(HealthDay)—The mortality risk from emergency repair of acute aortic dissection is double when performed by lower-volume providers, according to research published in the May issue of the Annals of Thoracic Surgery.
Joanna Chikwe, M.D., from the Mount Sinai Medical Center in New York City, and colleagues analyzed outcomes data from the Nationwide Inpatient Sample (2003 to 2008) on 5,184 patients (mean age, 60.3 years; 65.9 percent male) diagnosed with acute aortic dissection.
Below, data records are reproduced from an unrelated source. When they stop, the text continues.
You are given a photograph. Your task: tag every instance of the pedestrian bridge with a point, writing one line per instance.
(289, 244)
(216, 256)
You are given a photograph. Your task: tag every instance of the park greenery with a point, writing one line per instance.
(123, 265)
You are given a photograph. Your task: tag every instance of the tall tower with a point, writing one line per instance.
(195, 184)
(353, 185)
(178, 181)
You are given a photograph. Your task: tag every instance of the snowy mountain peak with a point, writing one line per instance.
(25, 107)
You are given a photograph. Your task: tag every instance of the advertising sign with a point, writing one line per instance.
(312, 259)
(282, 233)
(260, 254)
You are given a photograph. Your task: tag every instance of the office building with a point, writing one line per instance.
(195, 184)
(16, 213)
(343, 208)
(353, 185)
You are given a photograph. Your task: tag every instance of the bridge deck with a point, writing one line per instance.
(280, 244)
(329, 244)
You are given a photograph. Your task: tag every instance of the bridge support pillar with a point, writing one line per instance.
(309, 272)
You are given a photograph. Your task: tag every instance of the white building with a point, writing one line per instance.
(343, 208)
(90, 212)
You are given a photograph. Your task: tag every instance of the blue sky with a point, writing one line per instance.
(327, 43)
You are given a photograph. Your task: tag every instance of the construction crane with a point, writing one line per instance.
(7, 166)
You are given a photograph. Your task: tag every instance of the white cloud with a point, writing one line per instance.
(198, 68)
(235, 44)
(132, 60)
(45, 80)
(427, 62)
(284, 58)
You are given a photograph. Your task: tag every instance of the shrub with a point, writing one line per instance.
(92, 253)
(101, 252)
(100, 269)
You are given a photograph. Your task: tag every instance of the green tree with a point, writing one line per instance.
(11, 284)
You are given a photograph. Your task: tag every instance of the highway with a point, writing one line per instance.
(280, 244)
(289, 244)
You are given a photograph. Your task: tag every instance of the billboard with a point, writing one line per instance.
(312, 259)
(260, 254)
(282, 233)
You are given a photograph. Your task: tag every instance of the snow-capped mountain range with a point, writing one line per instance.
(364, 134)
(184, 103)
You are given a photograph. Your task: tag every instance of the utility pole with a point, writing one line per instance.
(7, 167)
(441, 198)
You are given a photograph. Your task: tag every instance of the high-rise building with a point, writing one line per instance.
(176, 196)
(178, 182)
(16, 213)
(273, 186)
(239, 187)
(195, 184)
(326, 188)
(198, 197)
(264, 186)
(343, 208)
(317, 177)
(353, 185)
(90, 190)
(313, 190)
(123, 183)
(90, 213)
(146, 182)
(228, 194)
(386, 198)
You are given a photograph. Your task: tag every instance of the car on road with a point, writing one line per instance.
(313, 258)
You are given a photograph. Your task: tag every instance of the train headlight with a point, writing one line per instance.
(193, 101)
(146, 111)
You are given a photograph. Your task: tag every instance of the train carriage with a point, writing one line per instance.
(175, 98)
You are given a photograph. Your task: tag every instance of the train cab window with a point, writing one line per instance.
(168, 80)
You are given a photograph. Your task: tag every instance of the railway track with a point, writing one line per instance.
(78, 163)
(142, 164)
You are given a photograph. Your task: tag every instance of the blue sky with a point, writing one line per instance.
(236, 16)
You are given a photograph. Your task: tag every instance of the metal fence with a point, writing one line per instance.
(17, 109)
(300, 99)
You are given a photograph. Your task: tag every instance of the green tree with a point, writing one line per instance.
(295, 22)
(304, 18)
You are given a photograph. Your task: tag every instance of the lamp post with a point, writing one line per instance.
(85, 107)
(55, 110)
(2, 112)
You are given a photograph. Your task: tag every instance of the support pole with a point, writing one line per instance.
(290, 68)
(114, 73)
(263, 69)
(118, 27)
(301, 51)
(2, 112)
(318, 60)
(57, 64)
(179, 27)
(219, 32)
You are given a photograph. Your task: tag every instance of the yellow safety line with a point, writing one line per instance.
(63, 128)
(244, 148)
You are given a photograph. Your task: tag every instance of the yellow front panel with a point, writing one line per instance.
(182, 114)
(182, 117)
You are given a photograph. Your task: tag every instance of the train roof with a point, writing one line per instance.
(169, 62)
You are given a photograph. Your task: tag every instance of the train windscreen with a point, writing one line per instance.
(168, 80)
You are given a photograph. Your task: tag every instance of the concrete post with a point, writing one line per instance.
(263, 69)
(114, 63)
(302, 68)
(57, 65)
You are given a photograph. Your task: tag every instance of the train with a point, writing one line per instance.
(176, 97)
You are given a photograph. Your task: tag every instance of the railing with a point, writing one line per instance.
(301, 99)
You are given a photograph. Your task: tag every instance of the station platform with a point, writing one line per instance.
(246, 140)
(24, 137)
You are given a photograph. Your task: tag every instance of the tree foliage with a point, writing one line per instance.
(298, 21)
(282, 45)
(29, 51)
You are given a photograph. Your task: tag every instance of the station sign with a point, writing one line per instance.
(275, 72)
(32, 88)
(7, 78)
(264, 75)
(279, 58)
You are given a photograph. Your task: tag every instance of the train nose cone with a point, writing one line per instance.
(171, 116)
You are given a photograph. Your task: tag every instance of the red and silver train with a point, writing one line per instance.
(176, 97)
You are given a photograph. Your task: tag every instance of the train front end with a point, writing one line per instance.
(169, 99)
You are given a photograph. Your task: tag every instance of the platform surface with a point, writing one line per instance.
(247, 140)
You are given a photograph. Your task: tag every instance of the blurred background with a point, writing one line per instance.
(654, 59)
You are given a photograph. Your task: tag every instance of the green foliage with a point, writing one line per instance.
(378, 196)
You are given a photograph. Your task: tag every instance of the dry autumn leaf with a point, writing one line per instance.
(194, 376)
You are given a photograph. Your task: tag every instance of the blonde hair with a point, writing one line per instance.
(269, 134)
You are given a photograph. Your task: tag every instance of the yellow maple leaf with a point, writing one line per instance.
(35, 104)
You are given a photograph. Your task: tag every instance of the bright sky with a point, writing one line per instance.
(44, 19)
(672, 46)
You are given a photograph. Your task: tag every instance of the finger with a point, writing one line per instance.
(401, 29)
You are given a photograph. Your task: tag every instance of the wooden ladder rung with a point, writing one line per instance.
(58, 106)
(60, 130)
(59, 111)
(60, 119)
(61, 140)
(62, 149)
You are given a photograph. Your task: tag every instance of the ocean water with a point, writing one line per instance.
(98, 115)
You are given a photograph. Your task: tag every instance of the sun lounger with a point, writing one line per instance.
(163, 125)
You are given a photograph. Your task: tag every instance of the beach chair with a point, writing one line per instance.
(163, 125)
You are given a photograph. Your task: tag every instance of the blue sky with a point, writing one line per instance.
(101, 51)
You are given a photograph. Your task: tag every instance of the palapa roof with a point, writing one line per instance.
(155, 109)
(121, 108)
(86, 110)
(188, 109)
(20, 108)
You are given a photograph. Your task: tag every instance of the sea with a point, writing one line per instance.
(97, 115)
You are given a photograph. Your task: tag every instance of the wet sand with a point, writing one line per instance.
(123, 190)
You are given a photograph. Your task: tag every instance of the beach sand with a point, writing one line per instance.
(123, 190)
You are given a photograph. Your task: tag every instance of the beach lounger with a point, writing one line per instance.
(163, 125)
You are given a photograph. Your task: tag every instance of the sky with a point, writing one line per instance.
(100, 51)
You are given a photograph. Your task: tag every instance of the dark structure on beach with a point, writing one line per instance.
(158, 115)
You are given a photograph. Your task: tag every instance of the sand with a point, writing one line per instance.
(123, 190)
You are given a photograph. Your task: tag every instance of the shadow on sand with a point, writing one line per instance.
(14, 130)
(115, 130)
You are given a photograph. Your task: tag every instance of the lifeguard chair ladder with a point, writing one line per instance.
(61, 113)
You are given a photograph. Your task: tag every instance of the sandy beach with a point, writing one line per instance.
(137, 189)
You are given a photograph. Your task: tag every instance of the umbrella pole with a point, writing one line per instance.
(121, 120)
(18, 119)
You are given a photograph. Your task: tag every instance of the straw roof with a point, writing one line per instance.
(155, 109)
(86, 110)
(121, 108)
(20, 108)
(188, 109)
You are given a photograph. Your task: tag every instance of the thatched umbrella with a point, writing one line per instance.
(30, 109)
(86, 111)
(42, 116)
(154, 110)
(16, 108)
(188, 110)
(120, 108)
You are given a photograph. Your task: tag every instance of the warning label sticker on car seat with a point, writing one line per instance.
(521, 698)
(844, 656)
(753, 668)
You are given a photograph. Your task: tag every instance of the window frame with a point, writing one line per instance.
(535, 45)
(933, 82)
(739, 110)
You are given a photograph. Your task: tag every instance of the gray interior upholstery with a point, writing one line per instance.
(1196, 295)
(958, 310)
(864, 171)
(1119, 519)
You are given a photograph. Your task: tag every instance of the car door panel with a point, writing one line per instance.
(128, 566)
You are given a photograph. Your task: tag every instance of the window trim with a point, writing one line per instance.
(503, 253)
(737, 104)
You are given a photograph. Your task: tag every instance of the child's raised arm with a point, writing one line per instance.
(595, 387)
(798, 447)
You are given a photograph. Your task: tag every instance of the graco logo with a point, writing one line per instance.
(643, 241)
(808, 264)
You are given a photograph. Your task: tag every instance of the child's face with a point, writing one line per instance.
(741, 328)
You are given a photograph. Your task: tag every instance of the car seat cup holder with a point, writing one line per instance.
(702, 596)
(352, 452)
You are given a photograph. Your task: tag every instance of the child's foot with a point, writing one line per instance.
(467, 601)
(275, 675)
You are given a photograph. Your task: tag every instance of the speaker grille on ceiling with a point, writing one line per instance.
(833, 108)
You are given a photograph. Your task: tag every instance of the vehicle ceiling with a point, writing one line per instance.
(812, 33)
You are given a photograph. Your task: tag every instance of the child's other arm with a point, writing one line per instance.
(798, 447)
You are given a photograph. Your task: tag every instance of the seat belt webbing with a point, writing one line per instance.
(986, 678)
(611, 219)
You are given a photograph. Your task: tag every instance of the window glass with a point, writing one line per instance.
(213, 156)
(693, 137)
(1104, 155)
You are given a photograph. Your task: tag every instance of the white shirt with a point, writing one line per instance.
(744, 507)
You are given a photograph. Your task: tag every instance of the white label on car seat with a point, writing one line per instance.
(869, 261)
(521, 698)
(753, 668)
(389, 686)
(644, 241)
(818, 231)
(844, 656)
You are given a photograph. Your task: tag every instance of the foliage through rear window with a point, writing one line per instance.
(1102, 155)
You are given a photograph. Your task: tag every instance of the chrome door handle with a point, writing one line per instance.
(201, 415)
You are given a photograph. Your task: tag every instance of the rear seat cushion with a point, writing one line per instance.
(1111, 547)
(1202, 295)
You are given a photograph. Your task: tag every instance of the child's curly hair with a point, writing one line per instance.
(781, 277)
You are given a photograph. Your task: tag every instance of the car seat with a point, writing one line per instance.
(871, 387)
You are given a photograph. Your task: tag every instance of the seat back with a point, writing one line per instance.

The researchers found that with similar preoperative patient risk profiles across institutions and individual surgeons the overall operative mortality was 21.6 percent. There was a significant, inverse relationship between operative mortality and both institution and surgeon volume. Specifically, surgeons who averaged less than one aortic dissection repair annually had a mean operative mortality of 27.5 percent, compared with 17.0 percent for those averaging five or more annually (odds ratio, 1.78). Similar findings were seen with institutional volume and mortality. Operative mortality was 27.4 percent in institutions performing three or fewer acute aortic dissections a year, compared with 16.4 percent in those performing more than 13 annually. Operative mortality decreased steadily nationally, from 23 percent in 1998 to 2000 to 19 percent in 2005 to 2008, with no significant change in patient risk profile.
"Patients undergoing emergency repair of acute aortic dissection by lower-volume surgeons and centers have approximately double the risk-adjusted mortality of patients undergoing repair by the highest volume care providers," the authors write.
Two authors disclosed financial ties to Edwards Lifesciences and/or Medtronic.